Leduc se calló. No tenía nada que contestar. En el fondo, aquélla era también su opinión. Algunos minutos más tarde se arriesgó tímidamente:
—¡Si por lo menos tuvieses una pista! En ese caso te aseguro que cambiaría de opinión, y que…
—¡No tengo ninguna pista! O, mejor dicho, tengo cuatro o cinco. Esta mañana esperaba que por lo menos dos de ellas me llevarían a algún sitio. ¡Pero me fallaron las dos!
—¿Lo ves? ¡Y además has tenido un fallo muy grave, que te ha creado un enemigo feroz! ¡Esa idea de telefonear a la mujer del doctor! ¡Sabiendo que está tan celoso que poca gente puede presumir de haberla visto! ¡Si casi no la deja salir de casa!
—¡Y, no obstante, es el amante de Françoise! ¿Por qué iba a estar celoso de una, y no de la otra?
—Eso no es cosa mía. Françoise va y viene. En cuanto a la mujer legítima… En pocas palabras, oí cómo el doctor le decía al procurador que lo que habías hecho era una impertinencia, y que tenía muchas ganas de darte una lección.
—¡Eso promete!
—¿Qué quieres decir?
—¡Que es él el que me cura la herida tres veces al día!
Y Maigret soltó una carcajada, demasiado larga y sonora para ser sincera.

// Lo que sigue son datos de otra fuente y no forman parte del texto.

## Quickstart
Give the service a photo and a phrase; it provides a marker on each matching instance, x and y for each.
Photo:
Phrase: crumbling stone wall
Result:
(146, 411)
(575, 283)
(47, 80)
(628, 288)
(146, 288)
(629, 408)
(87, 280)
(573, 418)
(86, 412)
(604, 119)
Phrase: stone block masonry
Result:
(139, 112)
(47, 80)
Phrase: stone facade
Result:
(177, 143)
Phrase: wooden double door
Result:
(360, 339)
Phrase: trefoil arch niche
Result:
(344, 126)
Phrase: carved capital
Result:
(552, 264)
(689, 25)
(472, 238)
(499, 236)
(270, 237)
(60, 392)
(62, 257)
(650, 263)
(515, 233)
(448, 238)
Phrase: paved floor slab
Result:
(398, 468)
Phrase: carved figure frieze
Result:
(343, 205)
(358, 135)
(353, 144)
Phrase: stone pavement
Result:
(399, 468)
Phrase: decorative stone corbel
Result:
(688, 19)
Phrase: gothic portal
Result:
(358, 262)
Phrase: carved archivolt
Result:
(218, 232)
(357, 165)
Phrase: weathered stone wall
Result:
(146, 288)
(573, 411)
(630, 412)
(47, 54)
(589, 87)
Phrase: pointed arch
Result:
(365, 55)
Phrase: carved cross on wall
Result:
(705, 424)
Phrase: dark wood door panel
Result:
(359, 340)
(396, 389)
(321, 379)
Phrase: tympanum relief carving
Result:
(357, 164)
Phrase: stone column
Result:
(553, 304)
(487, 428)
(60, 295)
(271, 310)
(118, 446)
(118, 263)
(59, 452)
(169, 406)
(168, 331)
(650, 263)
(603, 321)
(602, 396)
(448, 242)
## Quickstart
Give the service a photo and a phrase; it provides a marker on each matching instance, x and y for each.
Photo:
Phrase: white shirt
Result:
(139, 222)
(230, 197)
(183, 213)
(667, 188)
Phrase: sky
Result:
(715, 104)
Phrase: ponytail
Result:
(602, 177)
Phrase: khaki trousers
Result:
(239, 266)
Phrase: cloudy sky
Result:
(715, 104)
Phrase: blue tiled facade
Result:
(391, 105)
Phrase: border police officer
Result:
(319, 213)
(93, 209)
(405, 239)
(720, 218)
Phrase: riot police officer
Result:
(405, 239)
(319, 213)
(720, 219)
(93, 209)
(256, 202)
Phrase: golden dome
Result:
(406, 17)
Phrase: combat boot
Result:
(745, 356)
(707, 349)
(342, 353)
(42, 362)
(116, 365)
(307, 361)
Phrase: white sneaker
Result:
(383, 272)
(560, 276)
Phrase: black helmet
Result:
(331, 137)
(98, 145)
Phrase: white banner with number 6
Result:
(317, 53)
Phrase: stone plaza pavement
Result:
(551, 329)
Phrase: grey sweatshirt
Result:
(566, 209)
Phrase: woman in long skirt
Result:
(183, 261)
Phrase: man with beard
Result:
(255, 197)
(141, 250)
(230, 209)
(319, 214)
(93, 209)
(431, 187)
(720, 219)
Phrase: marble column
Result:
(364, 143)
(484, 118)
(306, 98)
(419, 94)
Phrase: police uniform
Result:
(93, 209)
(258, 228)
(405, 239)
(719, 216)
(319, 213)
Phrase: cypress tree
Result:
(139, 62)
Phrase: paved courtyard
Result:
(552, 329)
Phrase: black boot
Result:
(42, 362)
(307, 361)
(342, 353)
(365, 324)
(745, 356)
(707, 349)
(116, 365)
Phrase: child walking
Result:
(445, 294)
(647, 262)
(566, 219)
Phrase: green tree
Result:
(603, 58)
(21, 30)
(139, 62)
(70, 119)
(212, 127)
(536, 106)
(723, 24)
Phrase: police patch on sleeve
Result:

Rió como alguien que se ha metido en una situación ridícula y que se obstina en seguir en ella porque no sabe cómo salir.
—¿No bajas a comer? Creí que me habías dicho que hoy había buena comida.
¡Y siguió riendo! ¡Iba a jugar una partida apasionante! Tenía que investigar por todas partes, en el bosque, en el Hospital, en la granja del Molino Nuevo, en casa del doctor, en la del procurador, y en toda una ciudad que ni siquiera había visto.
¡Pero se hallaba atado a la cama, a una ventana, y sentía deseos de gritar cada vez que hacía un gesto un poco brusco! ¡Tenían que prepararle las pipas porque no podía utilizar el brazo izquierdo, y su mujer lo aprovechaba para tenerlo a régimen!
—¿Aceptas venir a mi casa?
—Cuando todo esto acabe. Te lo prometo.
—¡Pero si ya no hay loco!
—¿Quién sabe? ¡Vete a comer! Y si te preguntan cuáles son mis intenciones, contesta que no lo sabes. ¡Y ahora, al trabajo!
¡Y dijo aquello como si le aguardase una tarea materialmente impresionante, como la de amasar la pasta del pan o remover toneladas de tierra!
En efecto, tenía muchas cosas por remover: un amasijo confuso, inescrutable.
Pero era en el campo inmaterial: rostros más o menos vagos volvían a su retina. El rostro gruñón y altanero del procurador, el rostro inquieto del doctor, la triste figura arrugada de su mujer, que había sido asistida en el Hospital de Argel —¿asistida de qué?—, la silueta nerviosa y demasiado decidida de Françoise… y Rosalía, que soñaba todas las noches, con gran desesperación de su novio. De hecho, ¿es que se acostaban ya juntos?… Y aquella insinuación acerca del procurador. ¡Y aquel hombre, que había saltado del tren en marcha para tirar sobre Maigret y morir! ¡Y el dueño del Hotel, que había tenido ya tres mujeres, pero que tenía un temperamento como para matar a otras veinte!
¿Por qué Françoise había…?
¿Por qué el doctor había…?
¿Por qué aquel pesado de Leduc…?
¿Por qué? ¿Por qué? ¿Por qué?
¿Y querían deshacerse de Maigret enviándolo a La Ribaudière?
Rió por última vez, con risa de hombre grueso. Y cuando su mujer regresó, un cuarto de hora más tarde, lo encontró beatíficamente dormido.